Épelons chance | ナノ



36.私の知らない貴方


白い翼は風に乗ってぐんぐん進む。
アニスの不安とは裏腹に、アルビオールは安定した軌道で速度を上げる。空高く舞う大きな鳥になったように、地上は遥か下に。見える景色もすごいスピードで変わっていく。シェリダンまでタルタロスで行った道のりは、あっという間に飛び越えてしまった。


「!!セントビナーが崩落し始めているわ!」
「街に直接着陸します!」

崩落を始める大地に、ノエルは速度を上げて降り立った。
見え始めている障気の空。ギリギリ間に合ったことに安堵する暇もなく、ミカルたちは残っていた住民たちをアルビオールに乗り込むよう先導した。

セントビナーはディバイディングラインを越え、一気に崩落の速度が増した。それと同時に飛び立ったアルビオールも、瓦礫と一緒に魔界の空を舞う。窓から見える景色は一面紫色の世界。セントビナーの住民たちは、皆泥の海に落ちていく自身の故郷へ目をやっていた。大きくしぶきをあげるが辛うじて浮かんでいる街は、もうすぐ障気の海に飲み込まれてしまうのだろう。
下方へ視線を送る者たちの目は皆暗く、悔しそうに息を吐く。そして、魔界というものを始めて映した瞳には、大小それぞれの戸惑いを映していた。


魔界の様子に落ち着いたマクガヴァン元元帥が住民たちより進み出て、礼と、セントビナーを救えないかとミカルたちへ話を聞きに来た。街を愛す元軍人は、誰よりも大きくその瞳に街の惨状を映しているようだ。
ティアの話によれば、このセントビナーの崩落はホドの状況に似ているらしい。その際、大陸全体が沈むに約一ヶ月かかったそうだ。すぐに沈むというわけではない、だが、状況を打破する策もない。じわりじわりと落ちていく様を見ているしかできないのか。

「…本当になんともならないのかよ」

泥に浮かぶセントビナーを見ながら、ルークが呟いた。目を細めて悔しそうにする表情は、何かと重ねているようで。
それでも、皆から提案が浮かぶことはなかった。

数刻の沈黙が流れ、皆魔界の空から紫の世界に視線を落とした。外殻大地が崩落する異常事態に、これ以上自分たちにできることがあるのか。はたまた、見ているだけしか――ヴァンの勝手にさせるしかないのか。そんな考察が悶々と頭でめぐる中で、ルークが「そうだ、セフィロトは…?」とハッとしたように声を上げる。

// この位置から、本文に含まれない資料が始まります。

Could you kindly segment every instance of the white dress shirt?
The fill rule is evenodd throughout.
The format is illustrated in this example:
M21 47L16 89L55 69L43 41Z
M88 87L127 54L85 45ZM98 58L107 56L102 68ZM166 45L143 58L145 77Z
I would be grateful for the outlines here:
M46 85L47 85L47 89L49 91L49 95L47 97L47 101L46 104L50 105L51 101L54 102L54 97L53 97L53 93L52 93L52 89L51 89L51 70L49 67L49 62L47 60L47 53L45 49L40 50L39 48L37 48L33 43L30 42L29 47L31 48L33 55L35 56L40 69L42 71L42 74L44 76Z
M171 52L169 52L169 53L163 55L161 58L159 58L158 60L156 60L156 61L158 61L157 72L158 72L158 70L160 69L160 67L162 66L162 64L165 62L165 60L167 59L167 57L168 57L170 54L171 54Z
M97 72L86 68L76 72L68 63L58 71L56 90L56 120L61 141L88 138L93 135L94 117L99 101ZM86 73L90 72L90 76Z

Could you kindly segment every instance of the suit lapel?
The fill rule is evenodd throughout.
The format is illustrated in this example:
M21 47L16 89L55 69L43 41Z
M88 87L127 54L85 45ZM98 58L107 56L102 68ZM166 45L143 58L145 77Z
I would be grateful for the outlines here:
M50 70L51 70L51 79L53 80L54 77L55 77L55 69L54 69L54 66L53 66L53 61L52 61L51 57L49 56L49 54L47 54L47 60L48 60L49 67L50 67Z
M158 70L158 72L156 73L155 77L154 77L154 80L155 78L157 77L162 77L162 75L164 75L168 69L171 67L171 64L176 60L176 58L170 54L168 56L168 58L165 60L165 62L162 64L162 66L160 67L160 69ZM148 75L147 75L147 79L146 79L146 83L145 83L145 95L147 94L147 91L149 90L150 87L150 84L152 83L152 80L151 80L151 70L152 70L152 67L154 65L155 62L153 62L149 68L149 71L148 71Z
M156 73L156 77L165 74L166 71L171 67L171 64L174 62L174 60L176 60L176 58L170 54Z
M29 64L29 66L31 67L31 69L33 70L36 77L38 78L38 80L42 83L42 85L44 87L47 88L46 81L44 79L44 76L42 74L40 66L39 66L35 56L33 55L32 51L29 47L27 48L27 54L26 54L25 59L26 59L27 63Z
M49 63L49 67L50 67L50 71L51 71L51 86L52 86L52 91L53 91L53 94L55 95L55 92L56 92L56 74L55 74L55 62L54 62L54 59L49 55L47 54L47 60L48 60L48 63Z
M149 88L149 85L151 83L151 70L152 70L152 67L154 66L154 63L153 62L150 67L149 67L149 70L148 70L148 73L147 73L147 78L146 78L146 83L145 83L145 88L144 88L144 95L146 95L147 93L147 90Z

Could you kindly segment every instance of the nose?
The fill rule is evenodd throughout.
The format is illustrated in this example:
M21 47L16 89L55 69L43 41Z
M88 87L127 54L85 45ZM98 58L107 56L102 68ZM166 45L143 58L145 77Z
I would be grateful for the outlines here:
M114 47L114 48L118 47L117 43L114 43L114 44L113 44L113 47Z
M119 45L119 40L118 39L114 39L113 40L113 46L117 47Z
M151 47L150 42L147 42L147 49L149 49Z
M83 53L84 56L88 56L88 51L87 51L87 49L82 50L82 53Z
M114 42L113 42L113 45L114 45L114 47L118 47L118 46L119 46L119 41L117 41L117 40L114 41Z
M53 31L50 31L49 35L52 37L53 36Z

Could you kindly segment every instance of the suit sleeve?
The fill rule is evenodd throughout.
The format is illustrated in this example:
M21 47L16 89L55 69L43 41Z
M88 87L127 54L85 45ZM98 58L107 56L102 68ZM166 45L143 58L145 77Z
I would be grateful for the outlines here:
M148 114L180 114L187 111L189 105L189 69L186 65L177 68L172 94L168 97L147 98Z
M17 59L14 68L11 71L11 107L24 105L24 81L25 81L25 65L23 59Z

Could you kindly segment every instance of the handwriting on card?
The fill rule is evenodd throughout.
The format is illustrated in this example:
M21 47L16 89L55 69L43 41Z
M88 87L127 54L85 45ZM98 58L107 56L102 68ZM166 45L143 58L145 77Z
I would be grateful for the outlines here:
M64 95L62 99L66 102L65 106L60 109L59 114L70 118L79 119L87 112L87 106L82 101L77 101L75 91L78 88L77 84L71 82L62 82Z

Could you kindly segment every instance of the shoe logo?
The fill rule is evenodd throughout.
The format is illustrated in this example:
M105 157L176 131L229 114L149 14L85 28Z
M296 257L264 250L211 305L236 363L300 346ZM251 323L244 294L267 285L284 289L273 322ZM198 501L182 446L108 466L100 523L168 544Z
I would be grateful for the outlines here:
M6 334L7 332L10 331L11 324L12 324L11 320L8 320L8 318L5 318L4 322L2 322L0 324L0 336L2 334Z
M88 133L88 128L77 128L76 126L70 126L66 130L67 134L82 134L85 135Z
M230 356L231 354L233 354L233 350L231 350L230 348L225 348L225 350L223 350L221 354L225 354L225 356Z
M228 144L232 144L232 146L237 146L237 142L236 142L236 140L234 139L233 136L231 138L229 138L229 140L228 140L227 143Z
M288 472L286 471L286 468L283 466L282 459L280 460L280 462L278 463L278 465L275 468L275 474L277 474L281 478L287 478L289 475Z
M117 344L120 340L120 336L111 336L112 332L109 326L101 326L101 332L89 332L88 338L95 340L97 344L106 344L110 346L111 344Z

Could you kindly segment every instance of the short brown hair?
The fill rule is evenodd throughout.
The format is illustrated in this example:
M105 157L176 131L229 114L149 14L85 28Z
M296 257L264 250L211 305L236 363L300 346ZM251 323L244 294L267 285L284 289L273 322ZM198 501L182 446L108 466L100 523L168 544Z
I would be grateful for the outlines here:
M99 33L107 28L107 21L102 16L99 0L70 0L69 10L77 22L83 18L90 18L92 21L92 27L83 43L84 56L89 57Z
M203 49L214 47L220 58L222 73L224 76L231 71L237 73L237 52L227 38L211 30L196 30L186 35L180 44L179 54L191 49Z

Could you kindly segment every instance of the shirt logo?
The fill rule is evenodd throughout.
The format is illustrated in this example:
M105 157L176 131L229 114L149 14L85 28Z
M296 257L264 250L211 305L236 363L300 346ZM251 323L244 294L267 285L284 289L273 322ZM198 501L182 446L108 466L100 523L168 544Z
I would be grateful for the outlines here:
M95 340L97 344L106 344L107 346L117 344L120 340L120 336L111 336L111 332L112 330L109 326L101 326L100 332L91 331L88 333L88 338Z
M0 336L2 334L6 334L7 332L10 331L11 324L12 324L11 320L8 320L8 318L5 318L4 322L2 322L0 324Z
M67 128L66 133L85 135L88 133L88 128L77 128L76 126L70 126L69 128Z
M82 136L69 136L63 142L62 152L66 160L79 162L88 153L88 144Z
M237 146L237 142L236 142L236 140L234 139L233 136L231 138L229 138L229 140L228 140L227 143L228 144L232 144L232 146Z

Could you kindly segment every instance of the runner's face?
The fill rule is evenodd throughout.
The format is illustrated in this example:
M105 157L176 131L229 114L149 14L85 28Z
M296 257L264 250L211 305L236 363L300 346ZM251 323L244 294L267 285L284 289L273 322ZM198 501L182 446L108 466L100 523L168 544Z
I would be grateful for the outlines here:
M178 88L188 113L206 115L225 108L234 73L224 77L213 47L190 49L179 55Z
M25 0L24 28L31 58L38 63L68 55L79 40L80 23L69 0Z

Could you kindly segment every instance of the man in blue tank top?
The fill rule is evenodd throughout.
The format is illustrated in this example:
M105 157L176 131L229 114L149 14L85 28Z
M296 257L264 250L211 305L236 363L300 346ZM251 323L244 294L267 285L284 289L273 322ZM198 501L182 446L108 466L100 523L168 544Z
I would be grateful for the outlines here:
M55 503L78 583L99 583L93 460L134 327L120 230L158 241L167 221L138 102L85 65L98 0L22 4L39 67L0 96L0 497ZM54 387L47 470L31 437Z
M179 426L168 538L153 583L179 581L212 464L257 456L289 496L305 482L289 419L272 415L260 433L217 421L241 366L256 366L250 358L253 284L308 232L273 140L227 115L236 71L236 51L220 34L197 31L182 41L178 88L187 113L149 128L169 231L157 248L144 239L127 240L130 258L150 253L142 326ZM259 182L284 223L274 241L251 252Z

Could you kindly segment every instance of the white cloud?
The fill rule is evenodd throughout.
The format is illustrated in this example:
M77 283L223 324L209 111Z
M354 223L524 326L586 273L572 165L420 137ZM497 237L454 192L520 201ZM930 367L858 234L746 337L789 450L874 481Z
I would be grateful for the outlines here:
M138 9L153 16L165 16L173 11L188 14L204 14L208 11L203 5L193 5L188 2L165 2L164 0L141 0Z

「ここが落ちたのは、ヴァン師匠がパッセージリングってのを操作してセフィロトをどうにかしたからだろ。それなら復活させればいいんじゃねーか?」

ルークの提案は確かに正しい。しかし、それを斬ったのはティアだった。

「でもわたしたち、パッセージリングの使い方を知らないわ」

ぐっとこらえてなんとか打開策を。額を手で掴みながら、ルークは唸るように考える。

「じゃあ師匠を問い詰めて…!」
「おいおいルーク、そりゃ無理だろうよ。お前の気持ちも分か……」
「わかんねーよ!ガイにもみんなにも!」

ルークの声が機内を木霊する。ガイの言葉を遮った声。ルークは泣きそうになりながら頭を振るって怒鳴りつけた。

「わかんねぇって!アクゼリュスを滅ぼしたのは俺なんだからさ!でも、だから何とかしてーんだよ!こんなことじゃ罪滅ぼしにならないってことぐらい分かってっけど、せめてここの街ぐらい…!」
「ルーク!」

震える声に大きく割って入ったジェイドの声が機内に響く。名を呼ばれてビクリと身体を震わせたのはルークだけではない。

「いい加減にしなさい。焦るだけでは何もできませんよ」

ミカル以外に殆ど向けない叱咤する声に、ルークは力を抜いて俯き、悔しそうに言葉を呑んだ。
誰よりも「助けたい」と想う気持ちは焦りに変わり、現実を見えていないわけではないのに気持ちばかりが先に行ってしまう。ルークが震える瞳で俯いた先に、障気に沈む街があった。